Dolores flung her arms round the crouching form that clung to her. It seemed to herself that the action had love and hatred in it. What she suffered was something stronger than suspense.

“Oh, it is so dreadful,” sobbed Perdita. “He is so great; and it would be such a privilege to give up to him a life like mine; but I cannot, Dolores, I cannot; it is not through my own will. It is not in my power.”

Dolores was silent and still.

“I cannot,” said Perdita, raising her face. “I have prayed that I might be able; but I am not able. Speak to me, Dolores.”

Dolores uttered no sound. As never before in the years she remembered, her own life was all in all. Perdita’s choice for her future was a clearing of her own. Claverhouse’s sorrow was a thing for herself to heal. For the moment it had this meaning and no other.

“Speak to me, Dolores,” said Perdita, in a voice that was almost a cry.

But Dolores spoke no word.

“I cannot stay here,” went on Perdita, again hiding her face; and again giving Dolores the dim, jarring sense, that her words came as they were purposed. “I cannot stay where I must see him, and watch him day by day. I must go away. I shall go far away, where I can never meet him. I shall go and live somewhere where I can see you, Dolores; somewhere near your dear home, where you were all brothers and sisters to me; where I shall not be a creature utterly alone. I shall find there some way of earning my bread; and when you are at home, I shall see you all, and be comforted.”

Dolores heard the words, and knew their hidden meaning. She felt that the hidden meaning was as nothing.

“I must go away,” said Perdita again, the words seeming to come more easily now once uttered. “I must go and earn my bread near your peaceful home; and when you are there, you will let me see you? You will always love me, Dolores?”

“I shall always love you,” said Dolores suddenly; her words with their terrible inner significance causing her a feeling that seemed to be shame struggling through a deeper passion.

Perdita rose to her feet. She was lost in herself, and could give no heed to Dolores’ pallor and silence.

“I will leave you, my sister-friend,” she said, caressing Dolores’ hair; while her voice seemed to lose its emotional tremor. “I have troubled and bewildered you. Come to me when you are willing to be wearied; and I will tell you my plans for the future.”

Again Dolores spoke suddenly.

“You have plans already?” she said.

“Yes,” said Perdita, with a swiftly checked touch of uneasiness, as though words had escaped which had better been unsaid. “I have thought of them before to-night. I have seen this coming for some time, as you must have seen it too. But its coming unnerved me.”

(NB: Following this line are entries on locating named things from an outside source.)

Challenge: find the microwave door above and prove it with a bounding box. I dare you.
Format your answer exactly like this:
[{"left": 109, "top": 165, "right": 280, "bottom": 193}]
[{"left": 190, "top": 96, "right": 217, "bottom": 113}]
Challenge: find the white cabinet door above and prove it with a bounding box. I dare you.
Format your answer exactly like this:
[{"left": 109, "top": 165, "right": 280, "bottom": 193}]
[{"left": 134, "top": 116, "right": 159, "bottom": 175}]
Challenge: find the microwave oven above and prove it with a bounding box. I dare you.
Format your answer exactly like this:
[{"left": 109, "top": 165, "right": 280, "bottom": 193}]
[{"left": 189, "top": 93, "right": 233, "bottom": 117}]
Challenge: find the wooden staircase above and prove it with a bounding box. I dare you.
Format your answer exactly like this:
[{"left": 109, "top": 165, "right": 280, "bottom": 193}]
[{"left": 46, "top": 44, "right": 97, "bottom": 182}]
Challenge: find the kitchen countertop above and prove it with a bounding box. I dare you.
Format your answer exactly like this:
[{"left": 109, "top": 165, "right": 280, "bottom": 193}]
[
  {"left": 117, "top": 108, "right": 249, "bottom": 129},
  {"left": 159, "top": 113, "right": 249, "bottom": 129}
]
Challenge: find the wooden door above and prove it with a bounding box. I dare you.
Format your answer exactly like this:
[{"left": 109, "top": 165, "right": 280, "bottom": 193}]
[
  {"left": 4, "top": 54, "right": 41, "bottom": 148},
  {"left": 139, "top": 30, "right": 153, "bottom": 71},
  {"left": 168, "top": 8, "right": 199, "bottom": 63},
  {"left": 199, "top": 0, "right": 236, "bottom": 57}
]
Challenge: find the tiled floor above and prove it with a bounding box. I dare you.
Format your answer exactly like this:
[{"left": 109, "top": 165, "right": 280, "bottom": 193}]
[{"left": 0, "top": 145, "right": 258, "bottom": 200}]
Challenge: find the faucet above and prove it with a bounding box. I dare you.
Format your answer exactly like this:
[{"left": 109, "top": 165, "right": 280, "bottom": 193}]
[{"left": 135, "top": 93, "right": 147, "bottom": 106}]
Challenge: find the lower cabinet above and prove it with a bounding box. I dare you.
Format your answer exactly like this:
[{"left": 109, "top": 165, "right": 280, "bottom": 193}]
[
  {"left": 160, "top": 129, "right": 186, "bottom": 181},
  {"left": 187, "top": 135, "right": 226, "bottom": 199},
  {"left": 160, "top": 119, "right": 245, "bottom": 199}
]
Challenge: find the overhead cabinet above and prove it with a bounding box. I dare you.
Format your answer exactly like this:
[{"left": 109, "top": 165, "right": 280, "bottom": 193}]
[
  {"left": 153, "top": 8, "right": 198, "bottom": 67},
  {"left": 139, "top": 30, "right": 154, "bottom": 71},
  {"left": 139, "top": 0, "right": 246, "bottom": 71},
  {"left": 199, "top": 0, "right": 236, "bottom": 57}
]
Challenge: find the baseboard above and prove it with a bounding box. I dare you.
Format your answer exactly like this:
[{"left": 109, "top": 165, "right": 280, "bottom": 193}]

She hastily left the room; and Dolores rose and walked with aimless, rapid movements. She yet lived in her own future, in a spirit of feverish grasping at it, which belonged to a creeping sense, that its supplanting was at hand. She lived in it till the conception seemed exhausted, and the reaction came without effort. Perdita’s words! They returned to her one by one, with their weight of meaning. Perdita’s soul was laid uncovered to her sight. The unquestioning repulse of what held so much in the sphere where she had her lot; the use of her helpless emotions for her voluntary ends; the grasping at a life that afforded her that which she believed she was honest in clutching! Dolores saw it as it was, fraught with covered purpose.